TDJorgensen commented 5 months ago

lav_fit_measures() also checks fitted model for @external$h1.model, as does lav_object_summary(). Here is an example to demonstrate:

## simulate data from 2 x 2 design with orthogonal factors
des <- expand.grid(therapy = c(-1,1), drug = c(-1,1))
des$int <- des$therapy*des$drug
set.seed(123)
dat <- do.call(rbind, lapply(1:5, function(n) {
  ## n=5 per group (4 groups)
  yHat <- 1 + 2*des$therapy + 3*des$drug - 4*des$int
  des$DV <- rnorm(4, mean = yHat, sd = sqrt(4*var(yHat))) # Rsq = 20%
  des
}))

## Fit in lavaan with orthogonality constraints
mod <- ' DV ~ therapy + drug + int
## only estimate variances
  DV ~~ DV
  therapy ~~ therapy
  drug ~~ drug
  int ~~ int
'
fit <- lavaan(mod, data = dat, fixed.x = FALSE,# h1 = FALSE,
              test = c("browne.residual.nt","satorra.bentler","scaled.shifted"))
fit # unscaled ChiSq=0 with df=3

## These 3 df will make any more-restricted model seem to fit better
mod0 <- ' DV ~ b1*therapy + b1*drug # equal effects
          DV ~ 0*int                # no interaction
## only estimate variances
  DV ~~ DV
  therapy ~~ therapy
  drug ~~ drug
  int ~~ int
'
fit0 <- lavaan(mod0, data = dat, fixed.x = FALSE, #h1 = FALSE,
               test = c("browne.residual.nt","satorra.bentler","scaled.shifted"))
fit0 # unscaled ChiSq=6.7 with df=5, NOT significant

## compare to a more appropriate h1 model:
lavTestLRT(fit0, fit) # same ChiSq=6.7, but with df=2, IS significant
## we should prefer this as the default h1 model

## this updated allows us to get fit indices using df=2 rather than 5
fitMeasures(fit0, h1.model = fit, output = "text")

## Optionally override default saturated model in @h1 slot
fit@h1  <- list()
fit0@h1 <- list()
fit@external$h1.model <- fit
fit0@external$h1.model <- fit

## because show() calls lav_fit_summary(), these all display df=2
fit0
lavTestLRT(fit0)
fitMeasures(fit0, output = "text")

Tests with unadjusted df=5 are still available from lavTest(fit0, output = "text")

Contrary to what I speculated when we discussed this in person, I no longer expect a problem with RMRs.
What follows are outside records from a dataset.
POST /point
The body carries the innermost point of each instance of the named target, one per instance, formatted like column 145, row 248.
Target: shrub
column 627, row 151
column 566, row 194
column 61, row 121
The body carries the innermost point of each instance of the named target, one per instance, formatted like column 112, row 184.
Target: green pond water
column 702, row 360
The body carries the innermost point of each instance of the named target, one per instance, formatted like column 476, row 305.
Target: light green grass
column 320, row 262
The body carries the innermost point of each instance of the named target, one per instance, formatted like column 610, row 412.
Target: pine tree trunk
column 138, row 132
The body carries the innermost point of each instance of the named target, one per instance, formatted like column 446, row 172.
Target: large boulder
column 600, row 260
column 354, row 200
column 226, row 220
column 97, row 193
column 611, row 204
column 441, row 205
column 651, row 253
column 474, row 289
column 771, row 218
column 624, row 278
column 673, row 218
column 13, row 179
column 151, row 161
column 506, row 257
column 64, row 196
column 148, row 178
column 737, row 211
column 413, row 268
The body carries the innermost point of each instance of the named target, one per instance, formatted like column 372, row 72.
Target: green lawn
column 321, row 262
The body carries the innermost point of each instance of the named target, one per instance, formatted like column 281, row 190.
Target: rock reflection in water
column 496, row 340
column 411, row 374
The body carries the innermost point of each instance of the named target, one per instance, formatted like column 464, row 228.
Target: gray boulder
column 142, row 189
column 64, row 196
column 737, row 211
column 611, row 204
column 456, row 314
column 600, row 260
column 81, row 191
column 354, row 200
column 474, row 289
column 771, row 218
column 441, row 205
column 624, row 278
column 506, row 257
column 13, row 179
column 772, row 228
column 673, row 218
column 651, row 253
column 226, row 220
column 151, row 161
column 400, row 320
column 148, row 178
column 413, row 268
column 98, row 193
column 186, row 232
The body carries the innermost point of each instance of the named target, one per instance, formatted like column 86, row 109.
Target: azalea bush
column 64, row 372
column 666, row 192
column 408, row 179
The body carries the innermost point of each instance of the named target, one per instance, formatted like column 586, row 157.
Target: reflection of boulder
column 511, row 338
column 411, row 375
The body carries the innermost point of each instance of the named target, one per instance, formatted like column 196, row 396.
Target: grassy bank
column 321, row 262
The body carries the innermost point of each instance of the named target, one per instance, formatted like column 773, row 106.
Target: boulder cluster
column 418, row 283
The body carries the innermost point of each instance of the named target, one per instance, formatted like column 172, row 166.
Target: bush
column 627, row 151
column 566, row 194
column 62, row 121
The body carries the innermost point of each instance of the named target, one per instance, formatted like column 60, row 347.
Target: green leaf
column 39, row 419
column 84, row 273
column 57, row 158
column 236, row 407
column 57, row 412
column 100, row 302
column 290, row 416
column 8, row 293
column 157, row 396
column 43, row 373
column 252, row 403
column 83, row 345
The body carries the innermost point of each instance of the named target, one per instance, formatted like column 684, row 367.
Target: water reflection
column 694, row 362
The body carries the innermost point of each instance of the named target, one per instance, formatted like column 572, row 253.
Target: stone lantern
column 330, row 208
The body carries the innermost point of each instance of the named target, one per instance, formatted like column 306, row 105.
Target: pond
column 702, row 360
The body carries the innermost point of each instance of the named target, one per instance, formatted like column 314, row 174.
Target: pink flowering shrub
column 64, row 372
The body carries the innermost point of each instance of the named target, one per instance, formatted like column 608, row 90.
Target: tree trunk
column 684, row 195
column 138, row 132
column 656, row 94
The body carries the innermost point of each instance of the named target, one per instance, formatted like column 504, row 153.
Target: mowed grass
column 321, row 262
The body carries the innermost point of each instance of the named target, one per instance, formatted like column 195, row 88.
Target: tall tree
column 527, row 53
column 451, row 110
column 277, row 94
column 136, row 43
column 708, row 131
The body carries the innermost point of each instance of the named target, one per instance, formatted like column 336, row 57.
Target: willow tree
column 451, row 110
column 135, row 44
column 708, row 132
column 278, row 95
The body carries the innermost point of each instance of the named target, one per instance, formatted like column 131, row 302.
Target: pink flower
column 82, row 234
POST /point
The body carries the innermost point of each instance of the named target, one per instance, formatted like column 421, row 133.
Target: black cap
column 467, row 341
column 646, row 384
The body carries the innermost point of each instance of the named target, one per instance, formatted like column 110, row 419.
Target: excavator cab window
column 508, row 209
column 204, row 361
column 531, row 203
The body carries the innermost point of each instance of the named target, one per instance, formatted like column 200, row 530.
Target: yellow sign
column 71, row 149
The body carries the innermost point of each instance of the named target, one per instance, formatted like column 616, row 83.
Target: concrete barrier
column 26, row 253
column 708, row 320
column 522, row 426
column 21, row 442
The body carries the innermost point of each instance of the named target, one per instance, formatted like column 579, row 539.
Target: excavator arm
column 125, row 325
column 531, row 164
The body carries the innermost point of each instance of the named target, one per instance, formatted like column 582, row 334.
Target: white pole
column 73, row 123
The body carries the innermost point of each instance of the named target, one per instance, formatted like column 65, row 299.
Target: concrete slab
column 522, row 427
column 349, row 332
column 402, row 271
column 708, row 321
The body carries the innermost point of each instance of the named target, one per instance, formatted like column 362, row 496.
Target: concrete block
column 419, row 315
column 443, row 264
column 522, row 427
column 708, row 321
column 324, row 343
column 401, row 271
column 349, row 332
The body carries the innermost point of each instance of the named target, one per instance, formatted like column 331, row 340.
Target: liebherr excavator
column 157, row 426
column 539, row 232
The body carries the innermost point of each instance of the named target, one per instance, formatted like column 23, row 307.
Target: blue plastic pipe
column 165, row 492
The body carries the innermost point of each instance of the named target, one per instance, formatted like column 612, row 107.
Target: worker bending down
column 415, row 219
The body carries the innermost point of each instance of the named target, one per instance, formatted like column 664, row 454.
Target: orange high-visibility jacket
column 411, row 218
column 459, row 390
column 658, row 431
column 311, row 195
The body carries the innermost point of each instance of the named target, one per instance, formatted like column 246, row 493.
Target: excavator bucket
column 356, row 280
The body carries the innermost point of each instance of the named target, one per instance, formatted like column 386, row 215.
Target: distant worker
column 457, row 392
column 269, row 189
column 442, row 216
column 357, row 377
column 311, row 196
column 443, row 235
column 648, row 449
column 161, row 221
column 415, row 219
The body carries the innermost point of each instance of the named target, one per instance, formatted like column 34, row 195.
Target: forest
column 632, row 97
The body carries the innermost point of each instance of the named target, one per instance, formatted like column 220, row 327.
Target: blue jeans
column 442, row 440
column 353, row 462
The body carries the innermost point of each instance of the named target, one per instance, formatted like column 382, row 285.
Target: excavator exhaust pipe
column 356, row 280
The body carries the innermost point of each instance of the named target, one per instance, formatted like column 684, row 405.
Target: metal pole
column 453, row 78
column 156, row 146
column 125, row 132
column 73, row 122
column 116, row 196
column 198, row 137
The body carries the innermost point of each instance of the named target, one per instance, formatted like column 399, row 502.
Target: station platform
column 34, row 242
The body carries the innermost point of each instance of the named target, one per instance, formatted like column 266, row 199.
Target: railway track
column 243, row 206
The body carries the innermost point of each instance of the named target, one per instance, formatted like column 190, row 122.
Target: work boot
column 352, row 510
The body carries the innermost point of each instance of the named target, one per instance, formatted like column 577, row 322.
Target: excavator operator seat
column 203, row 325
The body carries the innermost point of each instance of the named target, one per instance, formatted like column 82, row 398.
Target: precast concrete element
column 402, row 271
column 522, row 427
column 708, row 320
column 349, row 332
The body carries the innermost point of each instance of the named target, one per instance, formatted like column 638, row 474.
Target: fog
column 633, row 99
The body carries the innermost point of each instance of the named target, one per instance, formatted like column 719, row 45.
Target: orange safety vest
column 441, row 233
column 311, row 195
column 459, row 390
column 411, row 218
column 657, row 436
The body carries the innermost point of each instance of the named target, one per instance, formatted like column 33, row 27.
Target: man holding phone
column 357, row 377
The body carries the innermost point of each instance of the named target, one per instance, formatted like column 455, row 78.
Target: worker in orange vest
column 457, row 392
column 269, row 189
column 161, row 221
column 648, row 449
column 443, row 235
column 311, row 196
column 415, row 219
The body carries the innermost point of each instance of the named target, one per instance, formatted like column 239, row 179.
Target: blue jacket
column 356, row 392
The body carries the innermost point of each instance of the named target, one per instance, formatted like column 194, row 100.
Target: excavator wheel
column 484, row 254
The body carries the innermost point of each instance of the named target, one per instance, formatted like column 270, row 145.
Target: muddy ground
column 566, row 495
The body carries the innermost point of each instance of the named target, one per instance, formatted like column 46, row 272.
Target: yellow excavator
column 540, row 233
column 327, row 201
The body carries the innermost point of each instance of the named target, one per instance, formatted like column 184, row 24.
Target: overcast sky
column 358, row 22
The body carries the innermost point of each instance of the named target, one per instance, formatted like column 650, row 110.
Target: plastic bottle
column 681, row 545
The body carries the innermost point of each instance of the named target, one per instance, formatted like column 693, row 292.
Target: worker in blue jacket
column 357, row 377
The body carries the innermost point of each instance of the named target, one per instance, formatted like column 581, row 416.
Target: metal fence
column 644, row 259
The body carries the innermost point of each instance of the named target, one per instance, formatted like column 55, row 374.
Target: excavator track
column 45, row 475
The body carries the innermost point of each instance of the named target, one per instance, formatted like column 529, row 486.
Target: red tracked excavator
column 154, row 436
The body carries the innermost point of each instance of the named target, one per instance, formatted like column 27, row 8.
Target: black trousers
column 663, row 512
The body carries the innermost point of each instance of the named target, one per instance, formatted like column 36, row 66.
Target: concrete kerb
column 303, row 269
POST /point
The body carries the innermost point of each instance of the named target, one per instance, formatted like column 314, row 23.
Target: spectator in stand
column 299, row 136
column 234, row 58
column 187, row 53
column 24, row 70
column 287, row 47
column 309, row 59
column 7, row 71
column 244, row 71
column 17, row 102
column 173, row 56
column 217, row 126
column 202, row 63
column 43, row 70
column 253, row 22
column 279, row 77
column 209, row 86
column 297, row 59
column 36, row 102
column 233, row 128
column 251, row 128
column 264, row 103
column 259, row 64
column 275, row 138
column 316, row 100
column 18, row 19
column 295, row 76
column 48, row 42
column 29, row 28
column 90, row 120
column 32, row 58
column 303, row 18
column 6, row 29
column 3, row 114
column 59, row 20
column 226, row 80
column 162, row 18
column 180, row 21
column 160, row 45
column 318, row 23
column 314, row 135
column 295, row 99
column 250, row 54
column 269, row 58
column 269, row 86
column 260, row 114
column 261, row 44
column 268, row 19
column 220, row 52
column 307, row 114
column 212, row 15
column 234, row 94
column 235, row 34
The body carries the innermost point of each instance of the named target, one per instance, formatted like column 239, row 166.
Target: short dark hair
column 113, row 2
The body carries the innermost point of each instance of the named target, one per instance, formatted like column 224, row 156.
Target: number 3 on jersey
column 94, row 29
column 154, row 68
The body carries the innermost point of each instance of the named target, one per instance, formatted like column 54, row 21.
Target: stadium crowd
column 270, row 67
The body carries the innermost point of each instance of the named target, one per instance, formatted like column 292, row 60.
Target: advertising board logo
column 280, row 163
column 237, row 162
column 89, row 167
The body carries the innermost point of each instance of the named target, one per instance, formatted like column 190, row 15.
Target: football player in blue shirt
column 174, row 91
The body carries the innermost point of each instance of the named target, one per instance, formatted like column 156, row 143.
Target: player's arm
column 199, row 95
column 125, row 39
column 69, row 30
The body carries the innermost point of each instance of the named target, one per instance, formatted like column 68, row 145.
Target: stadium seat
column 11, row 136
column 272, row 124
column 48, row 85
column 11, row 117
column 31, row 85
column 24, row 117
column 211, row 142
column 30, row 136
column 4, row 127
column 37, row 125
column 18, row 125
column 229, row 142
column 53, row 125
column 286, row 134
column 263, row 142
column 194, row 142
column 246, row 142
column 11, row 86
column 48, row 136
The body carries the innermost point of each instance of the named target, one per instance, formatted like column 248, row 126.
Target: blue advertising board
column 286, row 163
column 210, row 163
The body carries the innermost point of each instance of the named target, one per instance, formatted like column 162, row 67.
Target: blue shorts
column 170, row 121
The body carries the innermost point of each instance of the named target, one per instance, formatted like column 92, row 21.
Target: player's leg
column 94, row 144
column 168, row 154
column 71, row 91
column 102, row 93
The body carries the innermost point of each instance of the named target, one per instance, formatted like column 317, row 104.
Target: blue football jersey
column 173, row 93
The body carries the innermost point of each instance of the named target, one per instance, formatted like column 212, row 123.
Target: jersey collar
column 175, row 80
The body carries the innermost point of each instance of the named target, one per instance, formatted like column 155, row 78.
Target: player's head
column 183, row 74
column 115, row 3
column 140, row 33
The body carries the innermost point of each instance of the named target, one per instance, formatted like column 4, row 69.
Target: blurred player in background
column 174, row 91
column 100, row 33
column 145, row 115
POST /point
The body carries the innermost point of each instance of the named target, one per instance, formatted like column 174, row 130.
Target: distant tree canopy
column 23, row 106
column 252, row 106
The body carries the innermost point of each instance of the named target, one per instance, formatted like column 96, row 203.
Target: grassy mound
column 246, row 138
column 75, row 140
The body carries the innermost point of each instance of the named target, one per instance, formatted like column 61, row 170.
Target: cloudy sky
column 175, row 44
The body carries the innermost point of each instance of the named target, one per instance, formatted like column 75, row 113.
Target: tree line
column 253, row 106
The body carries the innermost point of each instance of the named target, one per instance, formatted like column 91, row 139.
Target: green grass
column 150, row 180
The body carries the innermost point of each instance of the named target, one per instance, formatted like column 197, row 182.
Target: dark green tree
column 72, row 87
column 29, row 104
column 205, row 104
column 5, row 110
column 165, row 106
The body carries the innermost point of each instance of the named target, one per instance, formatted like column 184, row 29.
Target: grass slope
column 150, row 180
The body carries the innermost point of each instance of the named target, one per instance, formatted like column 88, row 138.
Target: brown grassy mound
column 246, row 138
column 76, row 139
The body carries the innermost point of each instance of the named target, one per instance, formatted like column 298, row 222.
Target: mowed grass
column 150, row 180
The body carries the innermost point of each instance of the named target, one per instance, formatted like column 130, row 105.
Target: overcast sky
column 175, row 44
The issue here is that there are structural constraints in the unrestricted model's implied moments, which should be reflected by df > 0. But the unrestricted moments are the same, so residuals will be the same. Their _SE_s and CIs in lavResiduals() might be improved, if the custom h1.model parameters are estimated more efficiently. But that's for future research.

TDJorgensen commented 5 months ago

Oh, and the first 5 commits in this PR address some other issues we discussed (e.g., new lavTestLRT() options).

TDJorgensen commented 5 months ago

I just updated the documentation, too.

yrosseel commented 5 months ago

This works really well. Tests did not reveal any issues. Thanks a lot for this PR. This was a lot of work.